An editorial designer specializing in the layout and composition of books, magazines or newspapers must take into consideration available printing processes and his or her target audience to be able to deliver the content message more efficiently. All elements of design text, layout as well as internal and external graphics, should be in accordance with the publication concept, based on where they are applied. Pay special attention to the outside front cover and the outside back cover, as these create first impressions, often include advertisements, and, hence, may increase the sales of the unit in question. Think about how many people actually judge a book by its cover.
When designing any of these materials, you should first think of their content, as different applications and different genres have their own specific formats, compositions, and hierarchies. Take into consideration your target audience as well, as your layout should be based on the social and cultural values of your readers. Even in graphic design, there is a difference between layouts for housewives and teenagers. If you can't connect with your audience, you might just want to keep your day job.
Last, but not least, pay attention to your competition. Analyze them well so you can establish your product better, based on what you learned from their successes and mistakes.
Know the difference between a front cover and the dust jacket. Spread your page and get your guns out. Face the canons of page construction.
In light of the enduring power of the written word, typography is everywhere you turn. It gives appeal and character to text. Every designer must learn which type to choose, how to use it and when to emphasize it in line with the content. If you, for example, design signalization for public transport, picking the wrong type might lead to a grotesque accident.
Typography is an art form in its own right, as good fonts are difficult to come by (or are too expensive to buy).
When choosing a font, a designer must think about legibility and avoid creating the kind of visual chaos that ensues when one uses too many different types of letters.
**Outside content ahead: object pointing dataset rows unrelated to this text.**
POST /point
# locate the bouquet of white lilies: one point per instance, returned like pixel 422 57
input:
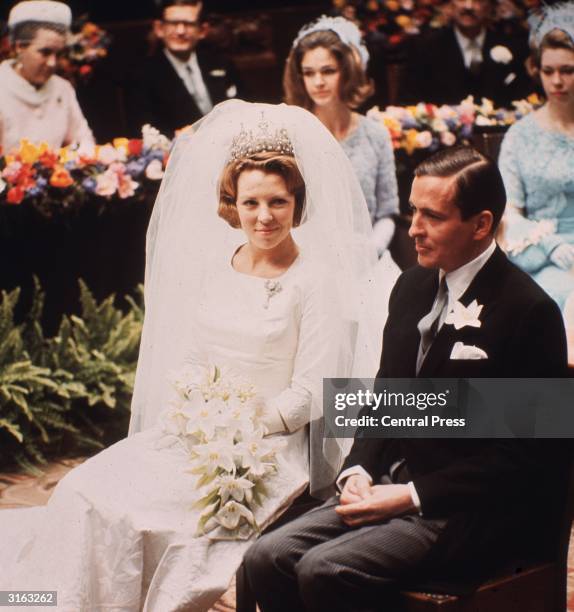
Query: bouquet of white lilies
pixel 218 416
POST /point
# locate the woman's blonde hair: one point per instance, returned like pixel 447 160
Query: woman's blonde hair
pixel 355 86
pixel 269 162
pixel 555 39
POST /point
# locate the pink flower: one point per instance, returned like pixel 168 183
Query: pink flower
pixel 447 139
pixel 107 183
pixel 423 140
pixel 126 186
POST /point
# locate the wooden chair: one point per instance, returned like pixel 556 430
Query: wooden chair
pixel 537 588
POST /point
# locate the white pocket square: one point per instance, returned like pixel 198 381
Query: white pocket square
pixel 467 351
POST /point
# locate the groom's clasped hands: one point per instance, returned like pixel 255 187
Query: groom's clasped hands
pixel 362 503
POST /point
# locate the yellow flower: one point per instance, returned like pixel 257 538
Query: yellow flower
pixel 403 21
pixel 29 152
pixel 410 141
pixel 65 155
pixel 121 144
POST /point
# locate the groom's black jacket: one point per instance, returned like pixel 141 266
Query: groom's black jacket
pixel 495 494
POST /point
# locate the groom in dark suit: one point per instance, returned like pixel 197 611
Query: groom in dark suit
pixel 184 79
pixel 466 58
pixel 445 511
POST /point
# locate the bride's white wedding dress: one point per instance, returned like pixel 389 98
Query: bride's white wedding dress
pixel 119 530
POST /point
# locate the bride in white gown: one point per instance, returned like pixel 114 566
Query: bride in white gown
pixel 284 302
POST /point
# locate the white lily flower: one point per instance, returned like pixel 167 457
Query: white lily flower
pixel 231 514
pixel 463 316
pixel 215 454
pixel 255 454
pixel 230 486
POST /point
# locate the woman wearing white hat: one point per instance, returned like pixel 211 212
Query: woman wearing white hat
pixel 34 102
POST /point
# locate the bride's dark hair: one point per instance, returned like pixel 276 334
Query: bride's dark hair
pixel 269 162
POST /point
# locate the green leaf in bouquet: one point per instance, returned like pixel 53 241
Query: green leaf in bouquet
pixel 12 428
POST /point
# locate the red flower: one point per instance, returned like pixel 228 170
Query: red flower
pixel 15 195
pixel 135 146
pixel 48 159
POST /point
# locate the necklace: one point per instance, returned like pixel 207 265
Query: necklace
pixel 272 288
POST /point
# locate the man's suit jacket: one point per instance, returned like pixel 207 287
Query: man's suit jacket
pixel 155 94
pixel 484 488
pixel 436 72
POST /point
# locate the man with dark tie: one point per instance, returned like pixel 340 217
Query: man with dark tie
pixel 184 79
pixel 449 511
pixel 444 66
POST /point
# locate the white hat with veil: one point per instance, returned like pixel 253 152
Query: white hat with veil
pixel 185 234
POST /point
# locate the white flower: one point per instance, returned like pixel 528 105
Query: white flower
pixel 214 455
pixel 107 183
pixel 255 454
pixel 154 170
pixel 501 55
pixel 153 139
pixel 439 125
pixel 462 316
pixel 230 515
pixel 108 154
pixel 237 488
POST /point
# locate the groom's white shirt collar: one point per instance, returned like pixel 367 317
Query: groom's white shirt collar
pixel 459 280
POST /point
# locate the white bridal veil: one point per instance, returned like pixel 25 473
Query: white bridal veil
pixel 185 234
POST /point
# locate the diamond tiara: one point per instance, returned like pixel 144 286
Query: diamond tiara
pixel 559 16
pixel 263 138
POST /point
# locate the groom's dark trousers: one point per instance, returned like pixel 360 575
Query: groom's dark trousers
pixel 485 502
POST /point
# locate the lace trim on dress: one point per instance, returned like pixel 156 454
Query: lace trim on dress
pixel 538 231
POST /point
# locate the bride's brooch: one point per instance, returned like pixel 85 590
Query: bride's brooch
pixel 271 288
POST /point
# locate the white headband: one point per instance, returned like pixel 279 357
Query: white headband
pixel 40 10
pixel 557 17
pixel 346 30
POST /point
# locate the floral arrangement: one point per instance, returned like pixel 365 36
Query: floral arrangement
pixel 218 416
pixel 65 178
pixel 430 127
pixel 87 45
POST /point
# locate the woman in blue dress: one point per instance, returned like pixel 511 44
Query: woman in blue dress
pixel 537 164
pixel 325 73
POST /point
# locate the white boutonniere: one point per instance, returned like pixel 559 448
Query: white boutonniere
pixel 461 351
pixel 501 55
pixel 462 316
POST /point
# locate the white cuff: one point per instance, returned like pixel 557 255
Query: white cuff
pixel 415 497
pixel 273 421
pixel 352 471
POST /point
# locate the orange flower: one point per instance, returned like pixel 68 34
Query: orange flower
pixel 135 146
pixel 15 195
pixel 61 178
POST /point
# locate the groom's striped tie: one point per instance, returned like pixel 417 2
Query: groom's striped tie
pixel 429 324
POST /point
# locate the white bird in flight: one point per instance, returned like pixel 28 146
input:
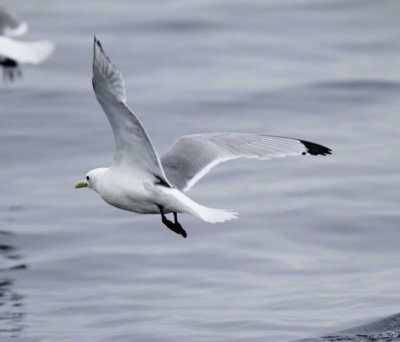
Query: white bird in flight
pixel 14 52
pixel 139 181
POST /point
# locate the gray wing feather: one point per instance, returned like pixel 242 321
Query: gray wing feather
pixel 133 146
pixel 193 156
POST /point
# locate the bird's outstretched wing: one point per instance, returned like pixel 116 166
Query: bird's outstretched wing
pixel 134 149
pixel 191 157
pixel 11 25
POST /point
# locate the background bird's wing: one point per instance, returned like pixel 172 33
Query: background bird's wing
pixel 133 146
pixel 25 52
pixel 191 157
pixel 11 25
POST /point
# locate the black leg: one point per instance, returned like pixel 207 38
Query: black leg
pixel 183 232
pixel 11 69
pixel 175 227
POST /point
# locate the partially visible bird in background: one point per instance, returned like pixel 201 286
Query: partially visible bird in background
pixel 13 52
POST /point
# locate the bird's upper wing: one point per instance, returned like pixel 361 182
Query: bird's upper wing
pixel 10 25
pixel 25 52
pixel 134 149
pixel 191 157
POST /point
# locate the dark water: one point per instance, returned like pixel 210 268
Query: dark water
pixel 316 247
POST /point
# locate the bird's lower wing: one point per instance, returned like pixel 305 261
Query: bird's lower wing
pixel 133 146
pixel 25 52
pixel 191 157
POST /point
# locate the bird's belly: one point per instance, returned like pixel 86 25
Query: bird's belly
pixel 135 199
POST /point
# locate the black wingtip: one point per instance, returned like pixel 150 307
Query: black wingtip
pixel 315 149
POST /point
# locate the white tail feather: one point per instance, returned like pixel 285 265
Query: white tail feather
pixel 212 215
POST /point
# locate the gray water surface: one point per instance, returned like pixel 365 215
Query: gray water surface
pixel 316 245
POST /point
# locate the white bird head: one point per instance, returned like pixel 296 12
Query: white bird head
pixel 91 179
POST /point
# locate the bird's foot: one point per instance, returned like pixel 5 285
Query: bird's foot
pixel 175 227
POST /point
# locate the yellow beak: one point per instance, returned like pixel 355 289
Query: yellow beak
pixel 81 185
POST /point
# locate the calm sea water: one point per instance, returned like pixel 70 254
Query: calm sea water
pixel 316 247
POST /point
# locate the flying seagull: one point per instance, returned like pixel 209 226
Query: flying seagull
pixel 14 52
pixel 139 181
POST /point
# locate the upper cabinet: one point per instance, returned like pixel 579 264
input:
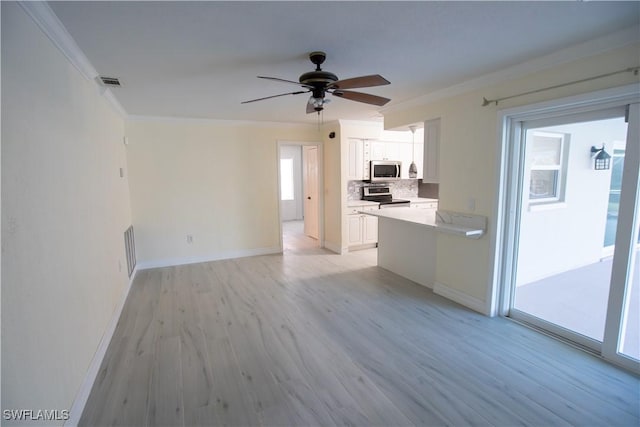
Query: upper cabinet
pixel 355 167
pixel 431 165
pixel 402 147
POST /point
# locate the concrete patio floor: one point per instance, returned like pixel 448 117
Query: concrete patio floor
pixel 577 300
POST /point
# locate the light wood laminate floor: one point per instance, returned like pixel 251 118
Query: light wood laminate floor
pixel 313 338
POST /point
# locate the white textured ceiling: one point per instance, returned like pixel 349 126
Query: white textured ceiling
pixel 201 59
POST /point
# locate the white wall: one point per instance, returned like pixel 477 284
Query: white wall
pixel 65 209
pixel 215 181
pixel 570 235
pixel 469 153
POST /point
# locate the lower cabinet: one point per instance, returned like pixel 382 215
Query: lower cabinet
pixel 363 230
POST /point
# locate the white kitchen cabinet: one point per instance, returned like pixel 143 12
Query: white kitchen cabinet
pixel 384 150
pixel 369 229
pixel 354 229
pixel 355 160
pixel 424 205
pixel 431 165
pixel 362 230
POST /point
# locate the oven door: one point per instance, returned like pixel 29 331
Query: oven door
pixel 384 170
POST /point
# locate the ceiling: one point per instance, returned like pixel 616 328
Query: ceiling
pixel 201 59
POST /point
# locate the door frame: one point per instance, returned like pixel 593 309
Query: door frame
pixel 504 240
pixel 281 143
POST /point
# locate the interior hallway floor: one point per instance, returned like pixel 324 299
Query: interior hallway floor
pixel 310 338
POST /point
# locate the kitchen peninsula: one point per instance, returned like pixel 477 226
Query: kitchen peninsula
pixel 407 239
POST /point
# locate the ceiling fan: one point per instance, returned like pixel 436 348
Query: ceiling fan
pixel 320 83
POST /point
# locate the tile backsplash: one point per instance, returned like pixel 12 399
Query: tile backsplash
pixel 404 188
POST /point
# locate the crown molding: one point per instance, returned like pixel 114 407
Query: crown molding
pixel 49 23
pixel 227 122
pixel 611 41
pixel 44 17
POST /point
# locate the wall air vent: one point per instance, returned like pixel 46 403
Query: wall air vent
pixel 109 81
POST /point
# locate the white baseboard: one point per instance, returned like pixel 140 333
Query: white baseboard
pixel 334 248
pixel 473 303
pixel 85 389
pixel 144 265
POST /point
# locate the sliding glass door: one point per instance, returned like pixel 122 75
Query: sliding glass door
pixel 572 239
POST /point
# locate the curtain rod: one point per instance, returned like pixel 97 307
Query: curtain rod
pixel 633 70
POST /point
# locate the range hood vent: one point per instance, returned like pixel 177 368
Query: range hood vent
pixel 109 81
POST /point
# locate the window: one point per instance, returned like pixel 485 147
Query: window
pixel 547 157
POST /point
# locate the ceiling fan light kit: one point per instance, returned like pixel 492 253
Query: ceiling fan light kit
pixel 320 83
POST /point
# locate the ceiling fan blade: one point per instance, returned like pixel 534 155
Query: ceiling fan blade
pixel 275 96
pixel 361 97
pixel 281 80
pixel 363 81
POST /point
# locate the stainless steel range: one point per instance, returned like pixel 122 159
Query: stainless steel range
pixel 382 194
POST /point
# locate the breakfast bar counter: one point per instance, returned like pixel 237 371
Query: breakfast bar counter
pixel 407 238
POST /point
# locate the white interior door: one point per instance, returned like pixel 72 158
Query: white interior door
pixel 310 172
pixel 291 206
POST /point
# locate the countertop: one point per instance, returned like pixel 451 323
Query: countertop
pixel 419 199
pixel 471 226
pixel 355 203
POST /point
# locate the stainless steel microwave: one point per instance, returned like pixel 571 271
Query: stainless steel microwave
pixel 384 170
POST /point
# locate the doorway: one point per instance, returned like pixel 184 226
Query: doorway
pixel 299 175
pixel 569 254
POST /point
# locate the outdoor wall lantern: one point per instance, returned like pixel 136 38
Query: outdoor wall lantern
pixel 602 159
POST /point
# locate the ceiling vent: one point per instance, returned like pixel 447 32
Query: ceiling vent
pixel 109 81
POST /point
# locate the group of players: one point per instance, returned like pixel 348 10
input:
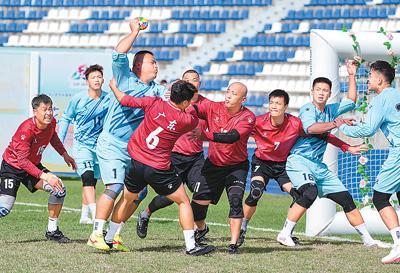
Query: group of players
pixel 144 134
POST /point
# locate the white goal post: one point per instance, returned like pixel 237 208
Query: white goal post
pixel 327 48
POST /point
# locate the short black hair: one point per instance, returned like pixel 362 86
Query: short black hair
pixel 181 91
pixel 323 80
pixel 191 71
pixel 385 69
pixel 280 93
pixel 42 98
pixel 93 68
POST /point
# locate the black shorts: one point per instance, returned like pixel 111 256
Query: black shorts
pixel 11 178
pixel 188 168
pixel 215 179
pixel 139 175
pixel 269 170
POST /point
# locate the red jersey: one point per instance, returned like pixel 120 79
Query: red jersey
pixel 219 120
pixel 28 143
pixel 152 142
pixel 186 144
pixel 275 142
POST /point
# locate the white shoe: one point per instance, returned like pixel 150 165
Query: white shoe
pixel 86 221
pixel 377 243
pixel 393 257
pixel 285 240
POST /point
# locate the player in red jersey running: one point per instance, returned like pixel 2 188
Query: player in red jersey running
pixel 275 134
pixel 150 147
pixel 21 164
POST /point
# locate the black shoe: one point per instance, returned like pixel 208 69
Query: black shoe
pixel 233 249
pixel 141 226
pixel 57 236
pixel 242 236
pixel 200 250
pixel 199 235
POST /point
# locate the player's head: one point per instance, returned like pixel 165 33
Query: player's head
pixel 193 77
pixel 182 93
pixel 235 95
pixel 94 77
pixel 145 66
pixel 42 106
pixel 321 90
pixel 278 102
pixel 380 76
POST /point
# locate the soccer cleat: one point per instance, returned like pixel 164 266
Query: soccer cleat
pixel 118 244
pixel 285 240
pixel 393 257
pixel 141 226
pixel 233 249
pixel 199 250
pixel 57 236
pixel 97 241
pixel 200 234
pixel 377 243
pixel 242 236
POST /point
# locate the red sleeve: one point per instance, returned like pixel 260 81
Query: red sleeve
pixel 22 148
pixel 337 142
pixel 134 102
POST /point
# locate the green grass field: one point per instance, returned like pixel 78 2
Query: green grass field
pixel 24 248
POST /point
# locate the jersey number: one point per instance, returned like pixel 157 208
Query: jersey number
pixel 152 140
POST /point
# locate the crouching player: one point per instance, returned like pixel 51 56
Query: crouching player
pixel 21 163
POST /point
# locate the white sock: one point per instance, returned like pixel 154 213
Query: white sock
pixel 52 225
pixel 365 236
pixel 189 239
pixel 244 223
pixel 395 232
pixel 98 226
pixel 112 230
pixel 84 211
pixel 288 227
pixel 92 209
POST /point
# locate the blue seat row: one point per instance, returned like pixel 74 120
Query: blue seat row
pixel 202 28
pixel 132 3
pixel 22 14
pixel 341 13
pixel 276 40
pixel 12 27
pixel 209 15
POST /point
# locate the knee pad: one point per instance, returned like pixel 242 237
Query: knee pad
pixel 142 195
pixel 308 193
pixel 344 199
pixel 381 200
pixel 235 197
pixel 113 190
pixel 256 191
pixel 6 204
pixel 199 211
pixel 88 179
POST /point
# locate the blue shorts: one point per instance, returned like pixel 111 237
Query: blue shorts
pixel 86 159
pixel 303 171
pixel 113 157
pixel 388 179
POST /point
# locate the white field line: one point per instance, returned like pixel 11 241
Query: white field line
pixel 161 219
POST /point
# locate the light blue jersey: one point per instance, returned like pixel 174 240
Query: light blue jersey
pixel 313 148
pixel 87 115
pixel 384 114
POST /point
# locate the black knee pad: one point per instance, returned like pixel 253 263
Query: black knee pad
pixel 235 198
pixel 381 200
pixel 199 211
pixel 88 179
pixel 344 199
pixel 308 193
pixel 256 191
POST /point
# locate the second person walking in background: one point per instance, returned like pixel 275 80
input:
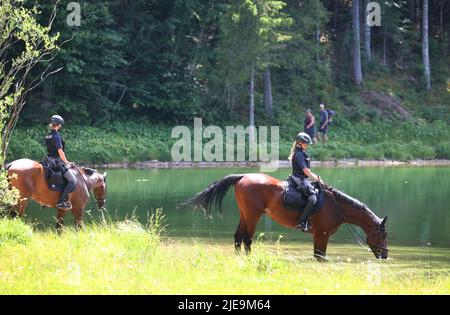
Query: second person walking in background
pixel 309 127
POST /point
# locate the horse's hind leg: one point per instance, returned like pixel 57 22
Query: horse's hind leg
pixel 21 206
pixel 78 216
pixel 60 220
pixel 320 246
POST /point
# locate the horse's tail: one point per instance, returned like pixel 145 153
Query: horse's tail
pixel 214 194
pixel 8 166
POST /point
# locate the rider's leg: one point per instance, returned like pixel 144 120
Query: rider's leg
pixel 303 221
pixel 63 203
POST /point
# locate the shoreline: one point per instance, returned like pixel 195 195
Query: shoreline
pixel 281 164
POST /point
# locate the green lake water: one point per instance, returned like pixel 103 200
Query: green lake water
pixel 416 201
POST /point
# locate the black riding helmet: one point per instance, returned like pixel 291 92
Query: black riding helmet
pixel 56 119
pixel 304 138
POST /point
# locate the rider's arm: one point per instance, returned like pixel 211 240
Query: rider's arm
pixel 311 123
pixel 311 175
pixel 325 122
pixel 62 155
pixel 58 144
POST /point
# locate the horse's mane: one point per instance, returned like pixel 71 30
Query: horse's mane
pixel 339 195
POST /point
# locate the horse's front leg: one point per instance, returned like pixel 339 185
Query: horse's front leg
pixel 320 246
pixel 77 213
pixel 60 220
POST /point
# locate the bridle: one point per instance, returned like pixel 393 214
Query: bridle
pixel 378 249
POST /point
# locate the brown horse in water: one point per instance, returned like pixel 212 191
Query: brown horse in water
pixel 257 194
pixel 28 177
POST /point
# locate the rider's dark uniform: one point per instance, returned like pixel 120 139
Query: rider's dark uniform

Typography should address the visual problems presented by the length of the text, improving the overall readability. For example, longer texts need more regular characters, and decorative ones can be splashed out on titles and excerpts and captions. Always bear in mind the link between your typography and the nature of the publication you are using it for, as it should make visual sense.
In many senses packaging has become as important as the product itself. In the process, you have to bear in mind that you are preparing goods for transport, warehousing, logistics, sale, and end use, all in one go.
The role of packaging design is to contain, protect, inform, and, finally, sell the product contained within the packaging. It should also pay attention to the brand character, as mentioned in the advertising chapter.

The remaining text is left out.